The targeting options we have on Facebook are highly powerful, and there are some important factors to include in your awareness strategy. Firstly, the demographics and interests of your customers should be considered when setting up campaigns. You will know this already, and we can use GA to understand further how your audience looks and behaves online. Facebook’s technology can help expand on this knowledge by finding users that behave similarly to our existing customers, conveniently grouping them together into an audience list for us to target – a clever and effective way of reaching a new and relevant audience.
We can’t discuss Facebook ads without mentioning Instagram. In 2012, Facebook purchased the app for a massive billion-dollar figure; obviously, with the goal of launching sponsored posts. With this purchase, Zuckerberg acquired an audience of over 400 million users per month to use their powerful advertising infrastructure with, and whilst it is very early days, Instagram has the foundations to become a very important platform for building connections with new audiences.
After awareness, we have the important process of reaching users whilst they are in the consideration, or research phase of their journey. If you feel you have nailed your organic strategy and need no further visibility in search engines, it could be worth considering Gmail Sponsored Promotions (GSPs) as a means of reaching your users whilst they are considering a product you could offer them.

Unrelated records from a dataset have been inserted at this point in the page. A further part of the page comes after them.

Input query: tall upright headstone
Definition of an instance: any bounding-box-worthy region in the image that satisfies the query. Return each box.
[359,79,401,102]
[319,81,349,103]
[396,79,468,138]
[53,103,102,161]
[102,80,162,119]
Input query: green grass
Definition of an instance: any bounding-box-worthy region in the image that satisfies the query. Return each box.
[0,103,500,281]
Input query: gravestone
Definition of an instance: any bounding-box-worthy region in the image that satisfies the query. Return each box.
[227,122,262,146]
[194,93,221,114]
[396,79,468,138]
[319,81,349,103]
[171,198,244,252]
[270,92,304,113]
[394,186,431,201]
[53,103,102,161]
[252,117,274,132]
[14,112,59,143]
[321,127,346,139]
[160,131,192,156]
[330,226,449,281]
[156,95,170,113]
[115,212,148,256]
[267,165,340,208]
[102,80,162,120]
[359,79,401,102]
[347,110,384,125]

If you aren’t aware, Google are crawling your Gmail inbox and matching our ads to relevant keywords they find (all completely anonymised of course). In addition to keywords, we can target domains. This becomes particularly powerful when we consider the tactic of targeting competitor domains that your potential customers may be receiving newsletters from to help inform their next purchase.
Lastly, and perhaps most importantly for a lot of people, is driving conversion. The 1985 movie Back To The Future decided to focus on hover boards and self-tying sneakers when predicting the future; however if they had decided to cover advertising platforms instead, they may have imagined 2015 as a place where TV advertisements were tailored to the eyes in front of it, with billboards changing depending on who was driving past it. With digital advertising, that is (sort of) the reality today.
Custom audience targeting on Facebook, Twitter, and recently Google as well, allows us to upload a list of email addresses or phone numbers and target these people specifically with a tailored message. This is a highly powerful tool to have available, and if used effectively could have a huge impact on your final conversion rates. You may want to suggest an additional product to accompany a users’ previous purchase from you, or target users that have recently signed up to your mailing list and need a nudge to purchase; there are endless opportunities to personalise your digital marketing to the user.
With paid search, people often fail to consider anything outside of Google & Bing, so I have purposely tried to avoid talking about these here, in order to emphasise the wide range of paid mediums there are for brands to reach their audiences. In 2016, brands that use paid mediums to personalise their marketing to users will win, and social platforms are allowing us to do this today more than ever.